# A Happy Birthday Njaco !!!!!



## Wurger (Nov 7, 2009)

Chris you lucky man,

I wish you all the best. Let all your dreams come true.

Have a nice BD.....


----------



## B-17engineer (Nov 7, 2009)

Have a great B-day!!!!!!!


----------



## pbfoot (Nov 7, 2009)

happy b'day Chris


----------



## Aaron Brooks Wolters (Nov 7, 2009)

HAPPY BIRTHDAY NJ!!!!!!!!!!!!!


----------



## 109ROAMING (Nov 7, 2009)

HB Chris!


----------



## ToughOmbre (Nov 7, 2009)

Happy Birthday Chris!



TO


----------



## BikerBabe (Nov 7, 2009)

Hi there, a very happy birthday to you, Njaco!
Have a good one!  

Cheers,

Maria.


----------



## Aaron Brooks Wolters (Nov 7, 2009)

THAT'S JUST WRONG BB!!!!!!!!!!!!


----------



## vikingBerserker (Nov 7, 2009)

Happy Birthday Chris!!!!


----------



## lesofprimus (Nov 7, 2009)

Happy Birthday Chris!!!!!


----------



## RabidAlien (Nov 7, 2009)

Happy Birthday, Bro!


----------



## Thorlifter (Nov 7, 2009)

Happy birthday Chris


----------



## GrauGeist (Nov 7, 2009)

Hope your Birthday is a great one!


----------



## Maximowitz (Nov 8, 2009)

BikerBabe said:


> Hi there, a very happy birthday to you, Njaco!
> Have a good one!
> 
> Cheers,
> ...









I have that very Led Zeppelin bootleg! 


*Happy Birthday you rocking dude Mr Njaco!*


----------



## Screaming Eagle (Nov 8, 2009)

Wacko Njaco!

A very happy birthday Chris!


----------



## imalko (Nov 8, 2009)

Happy birthday Chris! Wish you all the best.


----------



## Wayne Little (Nov 8, 2009)

All the best Chris!!!


----------



## DerAdlerIstGelandet (Nov 8, 2009)

Happy Birthday Chris!


----------



## Lucky13 (Nov 8, 2009)

I know what you're thinking, punk. You're thinking "did he fire six shots or only five?" Now to tell you the truth I forgot myself in all this excitement. But being this is a .44 Magnum, the most powerful handgun in the world and will blow you head clean off, you've gotta ask yourself a question: "Do I feel _lucky_?" Well, do ya, punk? 
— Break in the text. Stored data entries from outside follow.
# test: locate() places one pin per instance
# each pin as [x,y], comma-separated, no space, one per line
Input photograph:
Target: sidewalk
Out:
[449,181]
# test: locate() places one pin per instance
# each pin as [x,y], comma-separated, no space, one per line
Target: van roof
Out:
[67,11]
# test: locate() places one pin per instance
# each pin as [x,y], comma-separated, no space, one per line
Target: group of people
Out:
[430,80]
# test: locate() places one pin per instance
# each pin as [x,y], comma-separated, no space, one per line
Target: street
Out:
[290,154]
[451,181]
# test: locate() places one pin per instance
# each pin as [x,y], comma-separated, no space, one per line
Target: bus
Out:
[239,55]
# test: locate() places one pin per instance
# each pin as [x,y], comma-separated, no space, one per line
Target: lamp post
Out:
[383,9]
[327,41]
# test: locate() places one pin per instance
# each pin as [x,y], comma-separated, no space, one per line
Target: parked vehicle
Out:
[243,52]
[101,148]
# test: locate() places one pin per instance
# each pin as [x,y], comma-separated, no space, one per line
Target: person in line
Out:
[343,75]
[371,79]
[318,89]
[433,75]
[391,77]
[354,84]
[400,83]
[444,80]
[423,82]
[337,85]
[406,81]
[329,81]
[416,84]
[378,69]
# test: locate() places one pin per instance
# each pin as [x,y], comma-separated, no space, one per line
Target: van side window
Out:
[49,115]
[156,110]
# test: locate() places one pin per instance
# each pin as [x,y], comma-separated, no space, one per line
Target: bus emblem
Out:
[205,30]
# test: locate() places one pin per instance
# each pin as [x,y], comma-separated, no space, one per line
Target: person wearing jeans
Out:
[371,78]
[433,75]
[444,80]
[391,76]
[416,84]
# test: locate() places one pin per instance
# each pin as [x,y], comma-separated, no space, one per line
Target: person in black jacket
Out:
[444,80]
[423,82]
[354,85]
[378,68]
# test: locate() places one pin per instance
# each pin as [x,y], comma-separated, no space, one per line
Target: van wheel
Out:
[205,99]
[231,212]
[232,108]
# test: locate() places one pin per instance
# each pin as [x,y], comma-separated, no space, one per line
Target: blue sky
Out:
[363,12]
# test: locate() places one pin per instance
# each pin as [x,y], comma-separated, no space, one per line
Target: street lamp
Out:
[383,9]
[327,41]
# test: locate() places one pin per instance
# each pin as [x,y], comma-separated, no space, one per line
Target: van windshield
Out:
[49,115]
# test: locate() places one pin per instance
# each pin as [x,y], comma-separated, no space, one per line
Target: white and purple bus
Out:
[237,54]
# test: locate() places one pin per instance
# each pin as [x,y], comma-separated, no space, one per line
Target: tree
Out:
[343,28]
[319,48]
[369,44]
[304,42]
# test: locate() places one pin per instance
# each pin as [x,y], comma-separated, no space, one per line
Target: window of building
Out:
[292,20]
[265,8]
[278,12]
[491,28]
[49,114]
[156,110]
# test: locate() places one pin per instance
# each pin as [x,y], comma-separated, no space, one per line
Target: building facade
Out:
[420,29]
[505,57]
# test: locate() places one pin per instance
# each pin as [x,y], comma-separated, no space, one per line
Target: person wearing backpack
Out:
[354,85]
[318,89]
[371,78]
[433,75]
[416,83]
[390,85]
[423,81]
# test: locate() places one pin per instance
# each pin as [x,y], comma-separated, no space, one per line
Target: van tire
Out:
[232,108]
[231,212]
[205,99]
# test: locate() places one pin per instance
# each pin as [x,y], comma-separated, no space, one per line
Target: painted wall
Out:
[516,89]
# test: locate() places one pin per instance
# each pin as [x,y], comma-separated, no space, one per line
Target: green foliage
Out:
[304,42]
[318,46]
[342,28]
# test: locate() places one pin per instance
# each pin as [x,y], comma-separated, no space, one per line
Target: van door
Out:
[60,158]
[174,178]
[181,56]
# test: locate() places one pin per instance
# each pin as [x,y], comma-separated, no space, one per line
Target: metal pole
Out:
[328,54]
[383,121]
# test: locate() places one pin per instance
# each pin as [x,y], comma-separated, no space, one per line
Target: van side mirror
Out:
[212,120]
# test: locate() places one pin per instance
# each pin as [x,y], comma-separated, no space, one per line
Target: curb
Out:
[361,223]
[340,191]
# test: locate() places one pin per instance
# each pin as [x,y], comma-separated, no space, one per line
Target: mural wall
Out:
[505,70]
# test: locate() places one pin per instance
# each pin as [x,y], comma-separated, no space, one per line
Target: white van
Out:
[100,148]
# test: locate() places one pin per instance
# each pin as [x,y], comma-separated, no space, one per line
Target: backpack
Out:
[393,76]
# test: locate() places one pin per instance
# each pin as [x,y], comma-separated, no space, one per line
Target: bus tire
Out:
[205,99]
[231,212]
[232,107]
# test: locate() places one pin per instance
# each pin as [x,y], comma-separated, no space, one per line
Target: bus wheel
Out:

Happy Birthday you old rag!


----------



## rochie (Nov 8, 2009)

very happy birthday Chris, manny happy returns mate


----------



## v2 (Nov 8, 2009)

Happy Birthday Chris!


----------



## Colin1 (Nov 8, 2009)

Happy birthday Chris


----------



## Shinpachi (Nov 8, 2009)

Happy Birthday, Njaco


----------



## Colin1 (Nov 8, 2009)

Shinpachi said:


> Happy Birthday, Njaco


Can I have her on my birthday too?


----------



## beaupower32 (Nov 8, 2009)

Happy B-day!


----------



## Marcel (Nov 8, 2009)

Happy bithday Chris


----------



## ccheese (Nov 8, 2009)

Happy Birthday, Chris. Hope you have many more...

Charles


----------



## Geedee (Nov 8, 2009)

Hi Chris

Another year older ?...you know you won't get any sympathy from this crew !

You have a good one mate


----------



## Shinpachi (Nov 8, 2009)

Colin1 said:


> Can I have her on my birthday too?



Sure, Colin1


----------



## Gnomey (Nov 8, 2009)

Happy Birthday!


----------



## Micdrow (Nov 8, 2009)

Happy Birthday there Chris!!!!!


----------



## Airframes (Nov 8, 2009)

All the best Chris! Hope you have a great day!


----------



## seesul (Nov 8, 2009)

Happy B´day Kris!!!
Hope you had a nice party!


----------



## wheelsup_cavu (Nov 8, 2009)

Happy Birthday Chris!


Wheels


----------



## Vassili Zaitzev (Nov 8, 2009)

Happy Birthday! Have a good one!


----------



## Njaco (Nov 9, 2009)

ohhhh, my head.


----------



## Maximowitz (Nov 9, 2009)

Hammer of the Gods in there Chris?


----------



## B-17engineer (Nov 9, 2009)

That's the spirit!


----------



## Ferdinand Foch (Nov 9, 2009)

Hey Njaco, happy birthday! Sorry I'm a little late.


----------



## ToughOmbre (Nov 9, 2009)

Njaco said:


> ohhhh, my head.



C'mon Chris. Suck it up! 

TO


----------



## GrauGeist (Nov 9, 2009)

Njaco said:


> ohhhh, my head.


Little hair-of-the-dog, eh, buddy?


----------



## Vic Balshaw (Nov 10, 2009)

Njaco said:


> ohhhh, my head.



Ops Njaco, almost missed you, happy birthday mate, must have been a good one.


----------



## Njaco (Nov 10, 2009)

Thank you all! heres a synopsos:

Sunday 8
November 2009 
1005 hours EST Somewhere in a hotel in a New Jersey shore resort.

*hack* 
"NEVER, never mix drinks!" *cough* *hack* 
"Never mix stinkin' drinks!!" *yawk* *cough* *gurp* 
"Who the 'ell is knockin' at the door?" 
*gawp* "ohhhhhh" *cough* 
*Yaw-gurp* 
"Reunion? Only reunion I'm having is with the freakin' toilet!" 
*gaawp* *cough*
"NEVER mix yer drinks!" 
*caough* 
"dammit."


----------



## Emac44 (Nov 11, 2009)

Well a Belated Happy Birthday to you Chris. And I see by your last post you sterilized your One Toof with to much alcohol again

Any Way glad you enjoyed yourself


----------



## A4K (Nov 11, 2009)

I'm late, but hope it was a good one mate! ...and don't forget: The sign of a really GOOD party is the complete inability to recall anything of it afterwards...


----------